La gasolinera trampa

          La gasolinera trampa es una en la que yo he caído en varias ocasiones. Se sabe cuándo se entra pero no cuándo se podrá salir ni en qué condiciones psicológicas. Todo depende de una combinación de azares y personajes que, en algunos casos, me temo que viven en ellas enredados entre las estanterías, atrapados por los donuts y las latas de aceite para los coches. Se trata de individuos que un fatídico día entraron a por algo y desde entonces no encuentran la salida ni un motivo para volver a sus quehaceres. 

          De vez en cuando, y aquí está la trampa, uno de esos zombies andantes se acerca a la caja porque recuerda que ha repostado en algún momento. Además, ha decidido que quiere varias zarandajas adicionales: un paquete de chicle, una barra de pan, un rasca de la ONCE y que le pongan un cortado con la leche templada y sacarina en vaso de cristal pero tipo caña. Cosas todas ellas, que la única persona que atiende la caja debe hacer mientras una fila de incrédulos clientes va creciendo.

          Lo primero que hace quien atiende el negocio es poner a calentar la leche en la máquina, convirtiendo la tienda en una pista de pruebas de motores a reacción. Luego, sale corriendo hacia la caja, porque una serie de nuevos conductores aprietan todos los botones de todos los surtidores haciendo sonar varias alarmas a la vez. Consigue aplacar el pio pio y se dispone a cobrar el combustible de nuestro amigo que, ahora, no recuerda muy bien el número de surtidor y tiene que salir a comprobarlo entre miradas poco amistosas. Mientras tanto, la leche ha hervido hasta la evaporación y la cajera ha marcado el resto de productos del colega. Varios de ellos a mano, porque el lector no pilla el código de barras.

          El número 6 le anuncia en voz alta, pero el 6 no puede ser porque alguien está repostando ahora en el 6. Así que mirando por la ventana, a duras penas entre ambos, identifican la columna correcta que es la 7. La cola de gente ya da la vuelta a la manzana. ¿Cómo va a pagar? Con Waylet contesta tranquilamente. Una vez hecho el cargo, recuerda que con Waylet sólo quiere pagar el combustible y el resto en metálico. Nuevo abono, nuevo cargo y 27 euros de chucherías, pero he ahí que recuerda disponer de unos tickets descuento en la app de la marca. La abre pero no sabe buscarlos. La compungida cajera suda la gota gorda, ayuda pasando pantalla tras pantalla, mientras los murmullos de protesta comienzan a ser evidentes. Resulta que los tickets descuento los había gastado la vez anterior. En metálico no tiene 27 euros, así que debe soltar algo que le cuadre para usar los 23,50 disponibles.
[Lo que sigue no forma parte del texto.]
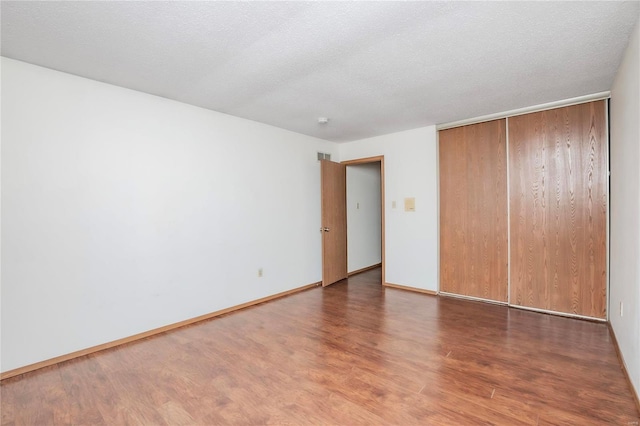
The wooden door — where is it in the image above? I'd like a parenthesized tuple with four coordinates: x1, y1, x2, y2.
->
(509, 101, 607, 318)
(439, 119, 508, 302)
(321, 159, 347, 287)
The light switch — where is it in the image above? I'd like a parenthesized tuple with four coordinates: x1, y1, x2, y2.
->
(404, 197, 416, 212)
(392, 201, 396, 209)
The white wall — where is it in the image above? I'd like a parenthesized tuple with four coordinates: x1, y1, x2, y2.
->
(339, 127, 438, 290)
(346, 163, 381, 272)
(0, 58, 338, 372)
(0, 57, 3, 367)
(610, 17, 640, 398)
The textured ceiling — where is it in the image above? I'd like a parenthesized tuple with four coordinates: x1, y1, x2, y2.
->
(2, 1, 639, 142)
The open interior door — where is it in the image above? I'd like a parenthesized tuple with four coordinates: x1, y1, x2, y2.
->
(320, 159, 347, 287)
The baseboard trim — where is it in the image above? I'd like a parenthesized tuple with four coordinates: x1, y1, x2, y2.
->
(0, 281, 321, 381)
(439, 291, 508, 306)
(383, 282, 437, 296)
(607, 322, 640, 415)
(348, 263, 382, 277)
(509, 303, 606, 322)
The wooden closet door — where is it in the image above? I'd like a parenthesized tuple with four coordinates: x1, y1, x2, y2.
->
(509, 101, 607, 318)
(439, 119, 508, 302)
          A estas alturas, quien padece de la tensión y no ha tomado el Enalapril de esa mañana está a punto de fibrilar o de cometer un homicidio en un arranque de ira. Comienzan a escucharse desde atrás incluso algún insulto en plan este tío es gilipollas, y cosas por el estilo. La guinda la pone cuando ya todo el mundo pensaba que se iba por dónde había llegado y entonces dice: necesito factura, te doy los datos mientras me tomo el café, y se tienen que sujetar unos clientes a otros para no ajusticiarlo allí mismo.